2002年10月、AV女優の桃井望が死亡した。心中なのか殺人なのか、その真実は未だ分からない。当時、人気絶頂だっただけにAVファンにはショックな出来事といえた。
その彼女が死んだあと、レンタルビデオ業界である現象が起きたという話を聞いた。それは、彼女の出演したビデオが多くレンタルされ始めたというのだ。まるで新作ビデオが出た時のような勢いで。従来のファンはもとより、彼女に関心のなかったAVファンや一般人までが見始めたということだ。

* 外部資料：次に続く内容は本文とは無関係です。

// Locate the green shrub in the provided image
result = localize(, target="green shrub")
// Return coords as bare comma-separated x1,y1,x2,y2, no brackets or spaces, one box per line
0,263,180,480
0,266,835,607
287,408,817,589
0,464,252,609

死んでからにわかに関心が高まるというのはよくある話。私もそういう場面に遭遇したことがある。あれは1986年4月8日のこと。当時、芸能関係の書籍を多く出している出版社で、アイドルの編集者として活動している時だった。
時刻はお昼ちょっと過ぎ。あるタレントを取材してタクシーで帰社する途中、東京の四谷4丁目の交差点に差しかかった時、タレント事務所の大手サンミュージックの前に人だかりができていた。初めは人気アイドルの追っかけ集団かと思ったがそうでもない。ファンにしては年齢層がバラバラだったからだ。おじさんやおばさんもいる。さらには…警察官もいる。

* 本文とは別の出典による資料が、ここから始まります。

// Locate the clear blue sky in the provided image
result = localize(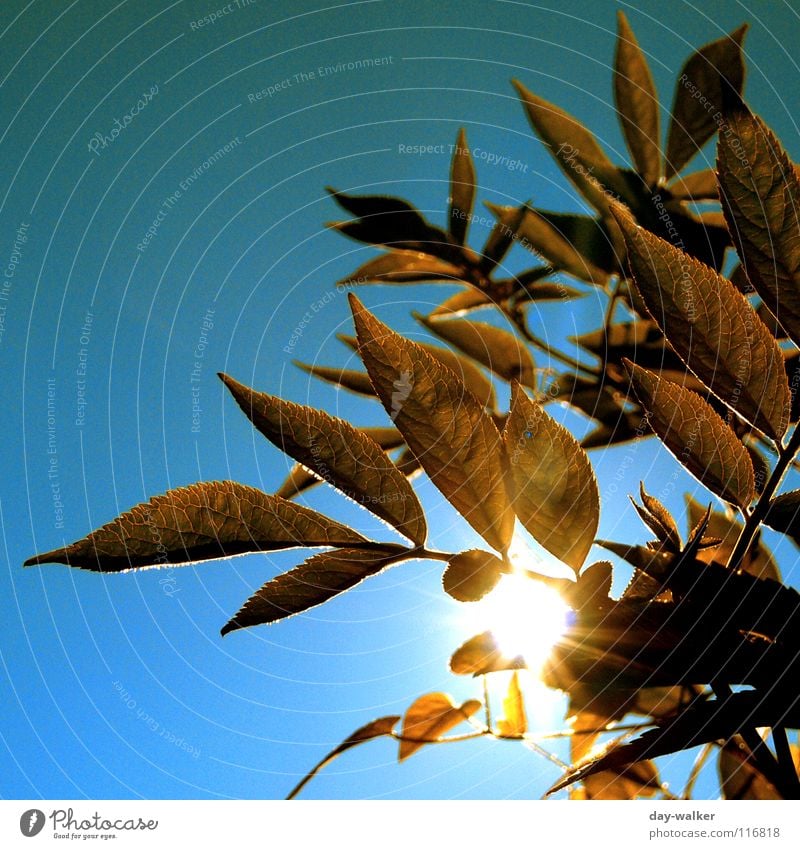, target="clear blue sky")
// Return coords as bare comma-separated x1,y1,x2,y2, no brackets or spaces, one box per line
0,0,800,798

事件か事故が遭ったのだろう…。それにしても気になったのはモップでアスファルトを清掃している人がいたことだ。
出版社に戻ると、タレントが自殺したという話題で大騒ぎになっていた。
「岡田有希子が事務所の屋上から飛び降りた」と…。
あのモップがけは彼女の血痕を洗い流していたのだ。
ショックだったね。彼女は売れっ子アイドルだったし、個人的には一度も取材した事がなかったのでぜひ会いたいと思っていたからだ。しかも、出身中学が同じで先輩後輩の間柄だったので、よけいに親近感を持っていたのだ。

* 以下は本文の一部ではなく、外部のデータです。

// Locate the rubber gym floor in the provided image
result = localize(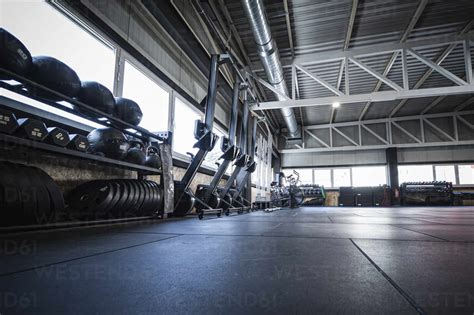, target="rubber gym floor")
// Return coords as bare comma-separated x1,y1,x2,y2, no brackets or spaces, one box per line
0,207,474,314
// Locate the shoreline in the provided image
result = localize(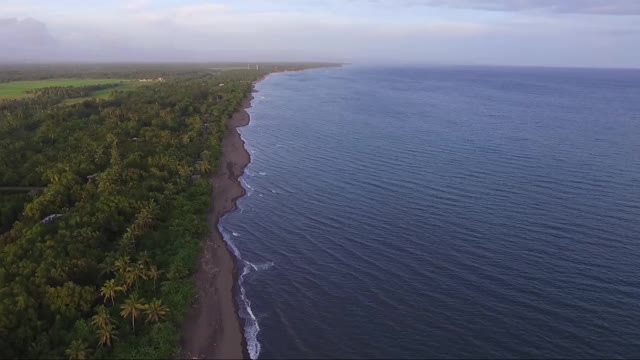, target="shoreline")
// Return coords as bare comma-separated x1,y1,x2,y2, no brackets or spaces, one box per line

しかし、もっとショッキングだったのは、彼女の自殺がマスコミで報じられた直後の出来事。編集部の電話が一斉に鳴り始めたのだ。相手はすべて書店。岡田有希子関連の本の注文だった。アイドル専門の出版社なので、単行本や写真集を多く出しており、当然その中には数年前に出した岡田有希子の在庫本も含まれている。
人気絶頂だった彼女が自殺というセンセーショナルな死に方をしたために、これから注目を浴びるということが書店業界の関係者には分かっていたのだ。にわかファンや関心を持った一般人らに本が売れるということを知っていたからだ。出版社にしても、過去に出した本が在庫処分できるわけだから悪い話ではない。
しかし、あまり気持ちのいいものではなかった。なぜなら、死者で金儲けをするということだから…。なんだか辛かった…。でも、これが商業主義の現実…。
ところが、死ぬと本は売れるが、警察沙汰などのスキャンダルでは売れない。私は織田無道住職の本の編集を3冊ほど携わっている。2002年9月に逮捕された時、不謹慎ながら話題性で再び本が売れるかなと思っていた。そこで、事件の翌日に本屋に状況を見に行った。それまでは棚に1冊だけしか置かれていなかったのだが、今度は平積みにされているだろうと思って!
撤去されていた…。
[編集後記]
ユッコの自殺から約一ヵ月後、自称超能力タレントを名乗っていたエスパー伊東を取材した。彼の芸が本物かどうかは別として、オカルト関係に詳しかったことは確かだ。そこで、私が偶然にも自殺直後の現場を通った話をしたところ次のようなことを言われた。
「それはおびき寄せ現象ですよ。自殺した人の魂が、寂しさのあまり自分と何らかの関係のある人を呼んだのです。あなた達は中学の先輩と後輩という間柄だったんでしょ? だからです。そうでなければ、あんなセンセーショナルな現場をリアルタイムで通ったりしませんよ」
う~ん、妙に納得してしまった自分が悔しい…。